While there are many technical aspects to explore, such as the mixture of experts and faster training speeds, let us now focus on a practical use case for Gemini 1.5 Pro.
A Practical Use Case for RAG and Gemini 1.5 Pro
Imagine you are an amateur investor excited about the latest advancements in the AI sector. As a forward-thinking investor, you have purchased stocks from a high-end graphics processing unit (GPU) manufacturer. At the beginning of 2024, you want to evaluate some of your investments, starting with their yearly financial reports.
After struggling for a few minutes to read the financial reports and tables, you realize that you lack both the time and financial expertise to analyze these lengthy documents filled with complex tables and jargon. You decide to use a large language model (LLM) to help you, but you soon discover that as the reports grow longer, the model begins to miss important information and sometimes hallucinates.
To solve this issue, you opt for a RAG approach. By splitting the documents into readable chunks and retrieving the most relevant pieces, you can feed your LLM with the necessary information to generate accurate answers. However, you may find that retrievers sometimes fail to provide relevant content, especially with documents containing custom table formats.
This is where Gemini 1.5 comes in. With its impressive 1 million context length and support for diverse modalities, including PDFs, it seems tailor-made for your task.
As an added challenge, consider that NVIDIA’s latest fiscal report, released on February 21st, 2024, falls outside the training data of current LLM models. Moreover, you plan to compare this almost 100-page document with its ~170-page predecessor from the previous year for in-depth analysis. Fortunately, Gemini 1.5 makes the process surprisingly simple — just drag and drop these files into your AI Studio chat, and it automatically handles the parsing and provides token counts for each document.
As you can see, both documents combined contain more than 220,000 tokens, surpassing the context limits of most LLM models. Now that you have uploaded both documents, you ask the most important question on your mind: “How is the company doing compared to the previous year, and how does that affect shareholder incomes?”

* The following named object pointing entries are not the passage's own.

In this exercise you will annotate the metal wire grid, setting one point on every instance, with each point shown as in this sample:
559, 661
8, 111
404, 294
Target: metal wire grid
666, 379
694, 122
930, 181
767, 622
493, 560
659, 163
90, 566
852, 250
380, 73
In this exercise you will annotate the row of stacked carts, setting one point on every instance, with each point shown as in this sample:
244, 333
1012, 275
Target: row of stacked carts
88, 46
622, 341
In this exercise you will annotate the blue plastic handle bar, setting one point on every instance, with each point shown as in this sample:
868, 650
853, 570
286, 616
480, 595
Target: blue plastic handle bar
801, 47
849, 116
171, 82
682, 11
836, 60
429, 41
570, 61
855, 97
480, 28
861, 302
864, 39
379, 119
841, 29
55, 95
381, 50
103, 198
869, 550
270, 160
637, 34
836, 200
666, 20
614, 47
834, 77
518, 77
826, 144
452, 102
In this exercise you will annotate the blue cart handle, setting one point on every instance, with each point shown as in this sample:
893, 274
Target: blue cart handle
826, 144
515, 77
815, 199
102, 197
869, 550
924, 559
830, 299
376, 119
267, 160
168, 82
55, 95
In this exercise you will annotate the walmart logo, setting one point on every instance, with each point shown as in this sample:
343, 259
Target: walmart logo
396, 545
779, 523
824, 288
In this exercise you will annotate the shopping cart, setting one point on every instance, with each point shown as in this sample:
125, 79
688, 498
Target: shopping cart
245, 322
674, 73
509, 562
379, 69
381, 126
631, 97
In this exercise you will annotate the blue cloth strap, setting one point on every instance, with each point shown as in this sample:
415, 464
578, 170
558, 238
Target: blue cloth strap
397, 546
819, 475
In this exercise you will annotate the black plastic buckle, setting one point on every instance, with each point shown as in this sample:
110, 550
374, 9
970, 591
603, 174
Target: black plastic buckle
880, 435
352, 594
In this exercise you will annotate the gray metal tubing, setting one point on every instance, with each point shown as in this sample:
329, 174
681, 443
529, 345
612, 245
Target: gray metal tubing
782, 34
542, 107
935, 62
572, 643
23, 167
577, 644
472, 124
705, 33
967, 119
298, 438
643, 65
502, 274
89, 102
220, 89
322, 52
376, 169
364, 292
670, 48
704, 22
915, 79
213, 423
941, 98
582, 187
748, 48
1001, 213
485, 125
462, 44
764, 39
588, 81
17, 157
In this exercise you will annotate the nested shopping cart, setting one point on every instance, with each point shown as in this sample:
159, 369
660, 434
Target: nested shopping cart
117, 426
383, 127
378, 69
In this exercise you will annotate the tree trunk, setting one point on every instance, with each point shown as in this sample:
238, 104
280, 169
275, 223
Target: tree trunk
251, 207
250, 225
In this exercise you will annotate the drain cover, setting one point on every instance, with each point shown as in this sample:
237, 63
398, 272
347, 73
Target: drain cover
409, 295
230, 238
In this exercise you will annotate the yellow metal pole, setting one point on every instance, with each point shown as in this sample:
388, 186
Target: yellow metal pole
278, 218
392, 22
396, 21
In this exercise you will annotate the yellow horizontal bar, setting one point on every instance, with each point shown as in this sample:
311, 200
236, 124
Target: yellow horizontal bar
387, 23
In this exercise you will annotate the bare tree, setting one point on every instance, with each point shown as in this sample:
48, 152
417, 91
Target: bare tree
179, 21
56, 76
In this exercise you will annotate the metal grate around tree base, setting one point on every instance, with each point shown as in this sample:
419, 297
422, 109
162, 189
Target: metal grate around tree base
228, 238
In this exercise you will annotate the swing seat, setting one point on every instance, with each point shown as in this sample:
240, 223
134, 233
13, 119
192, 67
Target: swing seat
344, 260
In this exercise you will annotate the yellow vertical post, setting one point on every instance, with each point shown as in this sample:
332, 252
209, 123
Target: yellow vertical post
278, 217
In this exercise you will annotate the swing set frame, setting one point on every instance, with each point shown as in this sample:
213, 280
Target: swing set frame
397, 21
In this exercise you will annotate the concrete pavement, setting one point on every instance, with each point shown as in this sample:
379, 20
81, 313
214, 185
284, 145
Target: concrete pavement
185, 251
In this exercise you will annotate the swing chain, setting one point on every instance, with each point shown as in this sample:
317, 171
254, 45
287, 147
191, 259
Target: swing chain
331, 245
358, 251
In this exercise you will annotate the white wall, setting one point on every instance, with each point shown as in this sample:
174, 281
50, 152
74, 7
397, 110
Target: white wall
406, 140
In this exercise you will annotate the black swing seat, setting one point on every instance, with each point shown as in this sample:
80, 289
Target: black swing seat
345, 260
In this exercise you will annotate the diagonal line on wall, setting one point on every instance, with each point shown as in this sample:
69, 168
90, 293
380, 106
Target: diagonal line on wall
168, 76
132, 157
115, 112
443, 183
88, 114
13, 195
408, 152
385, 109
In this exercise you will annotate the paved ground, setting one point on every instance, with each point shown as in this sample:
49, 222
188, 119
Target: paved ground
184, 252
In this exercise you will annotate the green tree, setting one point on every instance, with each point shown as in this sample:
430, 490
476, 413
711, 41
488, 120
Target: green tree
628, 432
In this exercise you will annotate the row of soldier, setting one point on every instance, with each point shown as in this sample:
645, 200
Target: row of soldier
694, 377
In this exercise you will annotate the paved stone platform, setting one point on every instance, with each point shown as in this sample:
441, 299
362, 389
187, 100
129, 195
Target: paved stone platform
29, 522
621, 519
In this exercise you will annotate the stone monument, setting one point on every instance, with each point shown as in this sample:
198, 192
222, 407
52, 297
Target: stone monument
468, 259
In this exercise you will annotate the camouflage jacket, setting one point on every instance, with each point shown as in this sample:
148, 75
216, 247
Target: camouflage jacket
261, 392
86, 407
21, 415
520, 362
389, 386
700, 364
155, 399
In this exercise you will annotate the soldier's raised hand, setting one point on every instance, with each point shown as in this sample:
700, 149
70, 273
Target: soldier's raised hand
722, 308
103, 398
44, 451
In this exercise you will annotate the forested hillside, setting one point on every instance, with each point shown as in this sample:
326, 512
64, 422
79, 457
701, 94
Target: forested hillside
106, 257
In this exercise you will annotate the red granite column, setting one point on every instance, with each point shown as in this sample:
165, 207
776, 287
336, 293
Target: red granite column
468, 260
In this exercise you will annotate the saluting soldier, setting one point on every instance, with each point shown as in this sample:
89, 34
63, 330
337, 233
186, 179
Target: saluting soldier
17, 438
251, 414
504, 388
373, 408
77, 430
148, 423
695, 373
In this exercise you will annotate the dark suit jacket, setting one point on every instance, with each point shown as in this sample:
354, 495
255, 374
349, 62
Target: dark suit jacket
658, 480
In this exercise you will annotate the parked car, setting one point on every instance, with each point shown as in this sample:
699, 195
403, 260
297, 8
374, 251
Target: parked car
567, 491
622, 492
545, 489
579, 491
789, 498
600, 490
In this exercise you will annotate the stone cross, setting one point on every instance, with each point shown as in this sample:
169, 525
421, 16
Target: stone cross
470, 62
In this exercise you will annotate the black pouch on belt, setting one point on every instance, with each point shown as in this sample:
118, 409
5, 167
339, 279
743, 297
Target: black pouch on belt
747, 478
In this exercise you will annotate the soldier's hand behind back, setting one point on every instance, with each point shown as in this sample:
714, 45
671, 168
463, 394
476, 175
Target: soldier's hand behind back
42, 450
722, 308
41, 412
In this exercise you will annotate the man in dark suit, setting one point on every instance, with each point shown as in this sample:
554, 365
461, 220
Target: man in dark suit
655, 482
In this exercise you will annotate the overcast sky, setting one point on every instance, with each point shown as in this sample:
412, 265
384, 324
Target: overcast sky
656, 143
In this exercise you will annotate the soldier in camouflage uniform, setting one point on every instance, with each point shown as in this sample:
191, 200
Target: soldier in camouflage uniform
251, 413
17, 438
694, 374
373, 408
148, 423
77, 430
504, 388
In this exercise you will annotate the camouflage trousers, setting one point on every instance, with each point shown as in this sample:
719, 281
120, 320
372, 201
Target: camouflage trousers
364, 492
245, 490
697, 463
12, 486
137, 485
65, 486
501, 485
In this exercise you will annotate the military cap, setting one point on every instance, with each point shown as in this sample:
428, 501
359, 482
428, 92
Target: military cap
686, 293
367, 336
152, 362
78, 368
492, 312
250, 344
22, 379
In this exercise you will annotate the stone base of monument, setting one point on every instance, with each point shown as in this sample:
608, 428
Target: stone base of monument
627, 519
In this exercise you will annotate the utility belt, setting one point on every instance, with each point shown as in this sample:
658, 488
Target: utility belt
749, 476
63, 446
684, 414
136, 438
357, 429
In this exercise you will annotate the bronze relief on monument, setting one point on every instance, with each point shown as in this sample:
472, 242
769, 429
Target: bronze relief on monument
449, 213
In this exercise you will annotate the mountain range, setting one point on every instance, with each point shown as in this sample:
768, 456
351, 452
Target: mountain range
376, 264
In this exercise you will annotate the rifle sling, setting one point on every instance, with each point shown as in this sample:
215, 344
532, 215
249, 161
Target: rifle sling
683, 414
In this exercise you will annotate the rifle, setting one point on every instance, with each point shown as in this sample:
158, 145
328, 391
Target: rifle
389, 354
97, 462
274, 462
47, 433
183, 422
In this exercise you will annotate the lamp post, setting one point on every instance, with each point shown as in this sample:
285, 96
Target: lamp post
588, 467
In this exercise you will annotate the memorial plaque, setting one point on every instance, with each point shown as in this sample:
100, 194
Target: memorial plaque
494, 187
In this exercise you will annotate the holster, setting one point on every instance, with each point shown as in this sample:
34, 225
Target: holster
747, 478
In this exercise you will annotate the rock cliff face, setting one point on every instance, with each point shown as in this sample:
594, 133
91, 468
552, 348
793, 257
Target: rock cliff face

And just like that, Gemini 1.5 provides a clear and concise analysis, breaking down the information for you. The analysis reveals that the company is doing well and even offers insights into the reasons behind its success. Although you may not be an expert in financial analysis, you can still understand that the company’s performance is strong based on the information provided.
Feeling more confident in Gemini 1.5’s capabilities, you decide to ask another question: “What are the key factors that contributed to the company’s growth compared to the previous year?”:
Impressive, isn’t it? It seems artificial intelligence plays a significant role — quite the coincidence!
Even better, the extended context length allows for further exploration through additional questions, adding reports from the same company or others, or incorporating financial news sources, videos, and graphics to enrich your analysis. Remarkably, even with these lengthy reports, we’ve only utilized about a quarter of Gemini 1.5’s context capacity. This opens the door for extended and in-depth conversations, enabling you to swiftly grasp complex topics.
Conclusion
Gemini 1.5, with its expanded context length and multi-modality capabilities, effortlessly fits into your daily tasks, eliminating the need for complex RAG pipelines or dealing with “hallucinations.”
However, this does not diminish the value of RAGs. They continue to be helpful in situations where feeding the entire context to the LLM involves unknown costs or when information loss through chunking is minimal. Additionally, there are really long contexts that may still require chunking. In such cases, Gemini 1.5’s longer context length allows for feeding larger chunks, which is another advantage for more complex RAG systems.
The immense context length of Gemini 1.5 is truly promising, and I am excited to see how longer context models with MoE’s develop in the future.